Concluding Meta-utopian Specifics: Overcoming Enslaving Utopianism
To admit the problem does not mean that one necessarily makes a Manichean reversion to a dominant statist answer, or to hold, as utopian Fourier said, “the most ridiculous prejudice, the conviction that the good can be established by government action.” However, the conditions that encourage utopian diversity may not correspond with the formalist state of the rest of Nozick’s arguent (I leave to others to decide if my criticisms of his utopianism apply more broadly). Certainly depowering of semi-private as well as statist coercive powers would be central. That might include undercutting any unitary and total market system, any unified one-world order (Wells, and followers), and not a little of the “affluence” of contemporary America. Still, my theme is libertarian utopianism, which might require an economy in which a large part of productive activity would be controlled neither by the state nor the market but by the more varied autonomous activity of individuals and non-coercive associations. Much of the modern state, and any claim to benevolent world order, we can better do without.
But that is my utopianism, or rather, but one of my many.

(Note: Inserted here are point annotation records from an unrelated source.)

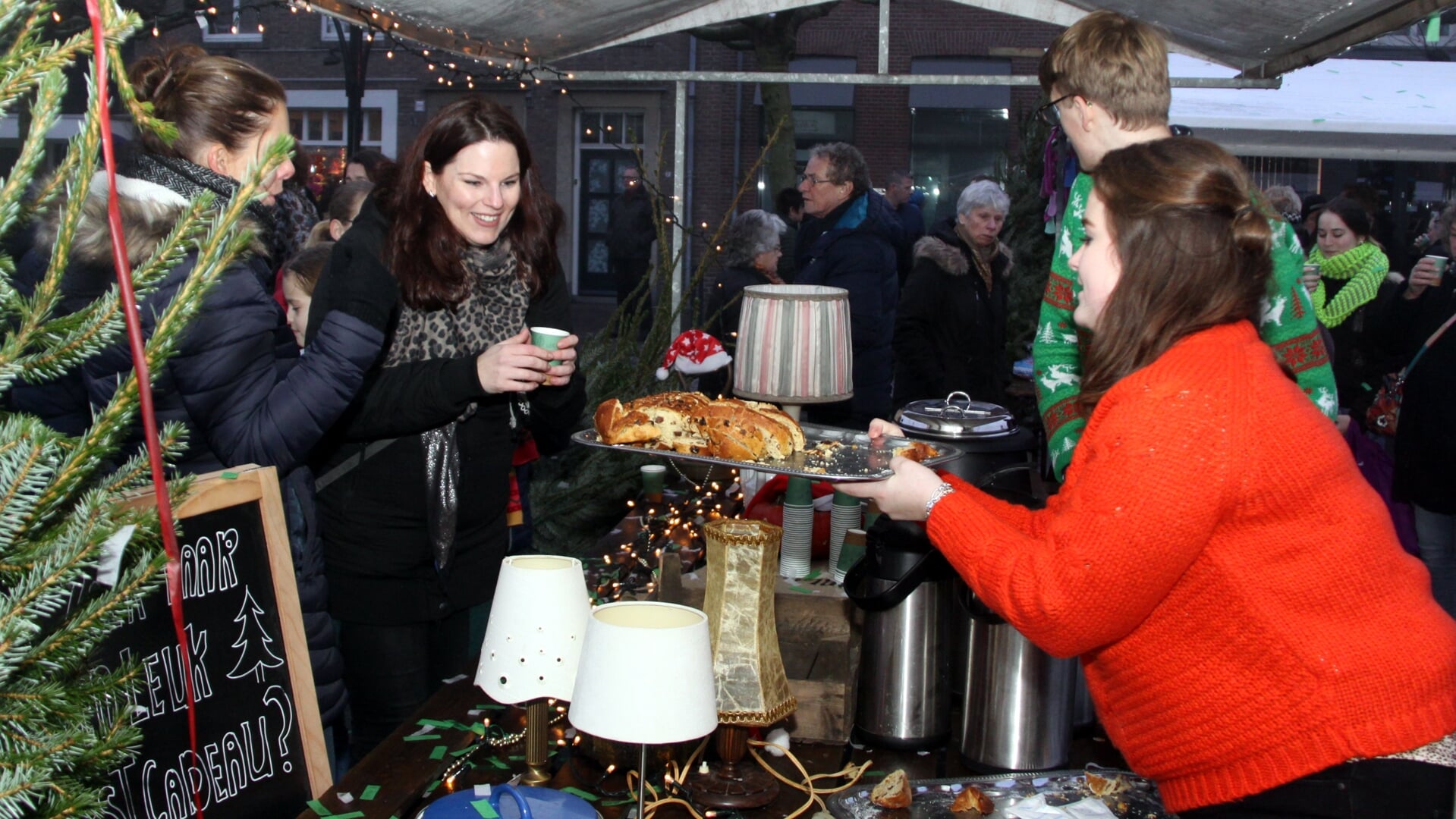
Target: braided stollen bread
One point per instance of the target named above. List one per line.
(690, 424)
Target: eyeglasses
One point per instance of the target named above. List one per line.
(1050, 114)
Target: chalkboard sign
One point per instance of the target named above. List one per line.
(259, 745)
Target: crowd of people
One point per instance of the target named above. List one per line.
(1253, 633)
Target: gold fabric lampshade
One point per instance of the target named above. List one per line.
(794, 345)
(743, 568)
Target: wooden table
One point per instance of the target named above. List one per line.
(402, 768)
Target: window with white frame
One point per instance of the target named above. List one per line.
(319, 124)
(231, 24)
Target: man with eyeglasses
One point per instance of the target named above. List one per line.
(847, 239)
(1107, 79)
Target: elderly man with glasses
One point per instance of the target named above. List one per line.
(847, 239)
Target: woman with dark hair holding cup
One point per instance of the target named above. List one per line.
(414, 488)
(1426, 434)
(1254, 654)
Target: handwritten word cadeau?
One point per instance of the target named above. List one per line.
(222, 770)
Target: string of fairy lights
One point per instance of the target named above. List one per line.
(673, 524)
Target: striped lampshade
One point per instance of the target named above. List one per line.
(794, 345)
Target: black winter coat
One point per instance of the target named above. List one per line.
(375, 514)
(236, 383)
(1426, 438)
(951, 331)
(854, 248)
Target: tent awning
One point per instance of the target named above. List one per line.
(1337, 109)
(1257, 36)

Countering Nozick’s utopianism—and his arguments may be less wrong than something rather worse: narrow, thin and not very honest—we might nonetheless grant him the good service of raising the quest for a more fundamental meta-utopianism than his consumer-communalism with its insufficient concern for furthering freedoms. Concern with the utopian, as Nozick at least partly recognized, may be essential to a libertarian view.
If I were to further propose my own utopia, it might start with something old (I have suggested they all really do), such as the motto that greatly learned and humorous Renaissance individualist Rabelais put on the arch of the Abbey Thèléme, his inverted monastic utopia: “Do What Thou Will.” But instead of concluding the problem that only begins it, for remember that was but the entrance to the simulacrum of a better and livelier and freer world. And should I self-educatingly continue my utopian speculations, I would hope not to confuse that transitory process entirely with the deeper utopian impetus. And not forget that while the utopian impetus may be a good one, many types of utopias, as I have argued, are bad. Perhaps I should mark some more arches within with proper utopian-anti-utopian warnings, such as: “Freedoms made into objects become human enslavements” (Berdayev); “What is important is the idea of utopia that overcomes utopia in its untruth and sustains it in its truth” (Tillich); and “Anything that triumphs, perishes” (Lawrence).